2. Fordern Sie Entschaedigung fuer jeden Passagier der Buchung. Die EU261-Entschaedigung gilt pro Passagier, nicht pro Buchung. Jede Person auf derselben Buchung, die von der Stoerung betroffen war, hat individuell Anspruch auf den vollen Betrag. Vier Passagiere auf einem Rom–New York-Flug koennten gemeinsam 2.400 Euro einfordern.
3. Halten Sie Betreuungskosten separat fest. Auslagen fuer Mahlzeiten, Hotels und Transport sind zusaetzlich zur pauschalen Entschaedigung erstattungsfaehig, nicht anstelle davon. Dokumentieren Sie jede Quittung detailliert und reichen Sie diese zusammen mit Ihrem Hauptanspruch ein.

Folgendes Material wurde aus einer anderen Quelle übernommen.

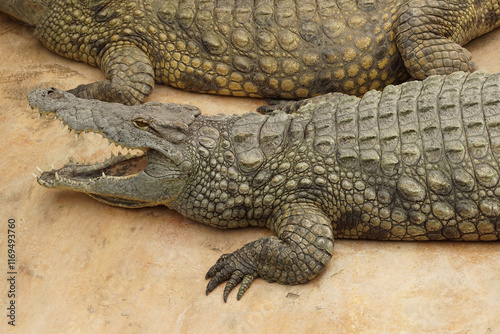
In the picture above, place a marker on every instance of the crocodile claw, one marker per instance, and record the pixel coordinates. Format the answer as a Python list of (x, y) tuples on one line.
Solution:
[(230, 268)]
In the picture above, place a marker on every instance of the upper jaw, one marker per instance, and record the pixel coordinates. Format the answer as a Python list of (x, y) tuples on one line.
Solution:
[(145, 178)]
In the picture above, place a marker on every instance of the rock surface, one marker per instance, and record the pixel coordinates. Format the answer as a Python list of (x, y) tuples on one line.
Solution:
[(86, 267)]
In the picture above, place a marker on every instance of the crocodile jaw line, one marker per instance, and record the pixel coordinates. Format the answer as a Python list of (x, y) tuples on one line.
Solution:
[(118, 171)]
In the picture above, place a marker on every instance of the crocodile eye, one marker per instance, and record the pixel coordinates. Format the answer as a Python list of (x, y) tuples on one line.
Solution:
[(141, 124)]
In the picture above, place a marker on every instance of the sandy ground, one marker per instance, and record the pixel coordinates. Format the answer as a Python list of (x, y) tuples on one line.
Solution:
[(86, 267)]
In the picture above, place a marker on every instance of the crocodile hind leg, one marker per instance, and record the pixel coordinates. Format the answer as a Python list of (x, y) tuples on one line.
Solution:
[(303, 247), (429, 34), (130, 77)]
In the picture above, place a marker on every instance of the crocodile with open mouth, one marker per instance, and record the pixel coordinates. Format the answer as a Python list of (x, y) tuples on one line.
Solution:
[(418, 161), (286, 49)]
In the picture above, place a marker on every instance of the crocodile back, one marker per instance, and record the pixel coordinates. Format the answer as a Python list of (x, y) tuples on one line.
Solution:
[(416, 161)]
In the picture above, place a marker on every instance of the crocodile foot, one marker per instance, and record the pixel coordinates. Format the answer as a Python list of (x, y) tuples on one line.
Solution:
[(235, 268)]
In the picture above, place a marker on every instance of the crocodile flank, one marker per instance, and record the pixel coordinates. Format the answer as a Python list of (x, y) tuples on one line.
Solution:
[(418, 161), (283, 49)]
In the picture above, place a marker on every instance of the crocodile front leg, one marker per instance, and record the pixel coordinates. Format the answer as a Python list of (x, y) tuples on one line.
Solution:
[(130, 77), (303, 247), (429, 35)]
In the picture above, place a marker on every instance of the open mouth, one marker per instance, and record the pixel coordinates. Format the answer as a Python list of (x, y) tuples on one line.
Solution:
[(116, 167)]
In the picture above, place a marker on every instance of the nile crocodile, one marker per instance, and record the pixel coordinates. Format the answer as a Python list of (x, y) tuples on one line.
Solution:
[(419, 161), (285, 49)]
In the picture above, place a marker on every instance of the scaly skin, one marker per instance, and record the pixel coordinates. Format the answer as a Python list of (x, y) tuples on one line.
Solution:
[(287, 49), (419, 161)]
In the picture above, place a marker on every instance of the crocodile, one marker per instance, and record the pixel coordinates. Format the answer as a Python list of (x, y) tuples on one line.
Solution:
[(418, 161), (281, 49)]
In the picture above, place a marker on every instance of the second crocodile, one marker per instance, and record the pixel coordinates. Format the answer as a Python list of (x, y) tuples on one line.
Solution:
[(287, 49), (419, 161)]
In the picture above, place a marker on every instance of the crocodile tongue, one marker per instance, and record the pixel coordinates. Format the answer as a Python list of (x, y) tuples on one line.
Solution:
[(137, 180)]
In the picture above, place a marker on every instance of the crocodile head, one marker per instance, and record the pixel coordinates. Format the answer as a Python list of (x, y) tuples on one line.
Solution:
[(83, 30), (29, 12), (151, 178)]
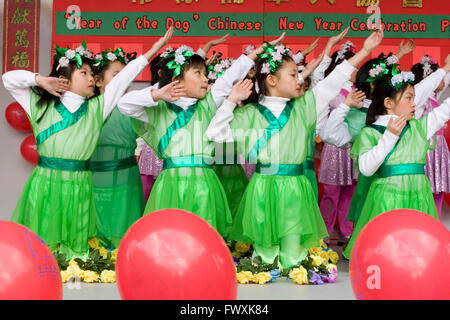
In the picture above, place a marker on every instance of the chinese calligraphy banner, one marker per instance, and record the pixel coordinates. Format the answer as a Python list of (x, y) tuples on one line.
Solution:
[(21, 35), (136, 24)]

4. Akzeptieren Sie keine Gutscheine, ohne Ihre Rechte zu kennen. Fluggesellschaften bieten haeufig Reisegutscheine als Ersatz fuer Bargeld an. Sie haben Anspruch auf Barauszahlung. Die Annahme eines Gutscheins ohne ausdrueckliche Zustimmung als vollstaendige und endgueltige Abfindung kann – je nach Rechtsordnung – Ihren Geldanspruch moeglicherweise nicht aufheben, aber der sicherste Weg ist, abzulehnen und direkt Bargeld zu fordern.
5. Fechten Sie unbegruendete Berufungen auf aussergewoehnliche Umstaende an. Technische Defekte, Personalplanungsfehler, kommerzielle Ueberbuchung und Verspaetungen durch das eigene eingehende Flugzeug der Airline sind keine aussergewoehnlichen Umstaende im Sinne der EU-Verordnung 261/2004. Falls Alitalia Ihren Anspruch mit dieser Begruendung abgelehnt hat, ist die Entscheidung anfechtbar.

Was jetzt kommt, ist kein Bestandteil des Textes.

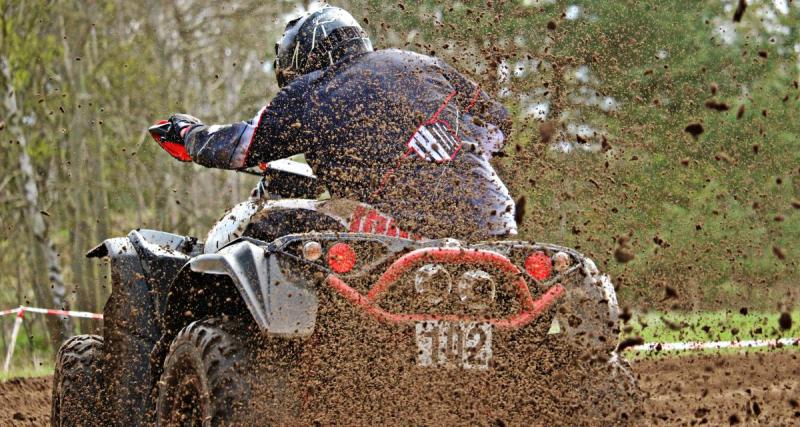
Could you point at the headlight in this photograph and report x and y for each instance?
(476, 289)
(561, 261)
(433, 283)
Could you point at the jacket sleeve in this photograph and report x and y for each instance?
(222, 146)
(475, 101)
(274, 133)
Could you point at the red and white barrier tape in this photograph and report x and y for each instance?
(66, 313)
(20, 313)
(715, 345)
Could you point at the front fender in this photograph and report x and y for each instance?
(280, 307)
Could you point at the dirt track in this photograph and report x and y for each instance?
(757, 388)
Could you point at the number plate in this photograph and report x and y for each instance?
(466, 345)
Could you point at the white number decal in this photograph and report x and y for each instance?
(454, 344)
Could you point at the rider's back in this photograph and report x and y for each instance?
(396, 129)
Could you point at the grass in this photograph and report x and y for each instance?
(27, 372)
(708, 326)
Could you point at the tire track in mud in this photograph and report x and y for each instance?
(756, 388)
(25, 401)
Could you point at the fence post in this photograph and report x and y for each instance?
(13, 342)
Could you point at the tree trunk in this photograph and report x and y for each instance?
(45, 257)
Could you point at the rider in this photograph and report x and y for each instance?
(401, 131)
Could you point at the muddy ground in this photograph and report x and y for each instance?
(759, 388)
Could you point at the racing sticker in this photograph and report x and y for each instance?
(435, 142)
(466, 345)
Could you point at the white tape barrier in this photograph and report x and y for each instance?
(714, 345)
(20, 312)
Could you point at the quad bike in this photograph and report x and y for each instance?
(297, 311)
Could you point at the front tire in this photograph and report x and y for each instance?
(78, 384)
(205, 378)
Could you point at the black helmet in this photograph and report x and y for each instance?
(315, 40)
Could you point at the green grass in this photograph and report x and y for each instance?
(708, 326)
(27, 372)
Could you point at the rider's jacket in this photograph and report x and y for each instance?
(404, 132)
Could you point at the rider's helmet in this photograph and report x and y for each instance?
(317, 39)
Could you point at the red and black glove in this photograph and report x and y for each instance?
(169, 134)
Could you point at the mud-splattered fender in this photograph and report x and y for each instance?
(280, 307)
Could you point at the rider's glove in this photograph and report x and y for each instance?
(181, 125)
(170, 135)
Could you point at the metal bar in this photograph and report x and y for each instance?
(13, 342)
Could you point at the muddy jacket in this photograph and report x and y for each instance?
(402, 131)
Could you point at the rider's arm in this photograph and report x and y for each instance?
(221, 146)
(272, 134)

6. Nutzen Sie einen Spezialisten fuer Insolvenzansprueche. Das Glaeubigerforderungsverfahren in Italien erfordert spezifische Dokumentation und Kenntnis des italienischen Insolvenzrechts. Ein spezialisierter Entschaedigungsdienst mit Erfahrung in der Luftfahrtinsolvenz kann Ihren Anspruch korrekt vorbereiten und einreichen. In Deutschland koennen Sie sich zunaechst kostenlos an die soepp (Schlichtungsstelle fuer den oeffentlichen Personenverkehr) wenden.
7. Bewahren Sie alle Originalunterlagen auf. Buchungsbestaetigungen, Bordkarten und jegliche Alitalia-Korrespondenz sind potenzielle Beweismittel. Digitale Kopien sind akzeptabel – loeschen Sie diese jedoch nicht. Handeln Sie jetzt, um den dauerhaften Verlust von Beweismitteln zu verhindern, waehrend sich die Verjährungsfristen naehern.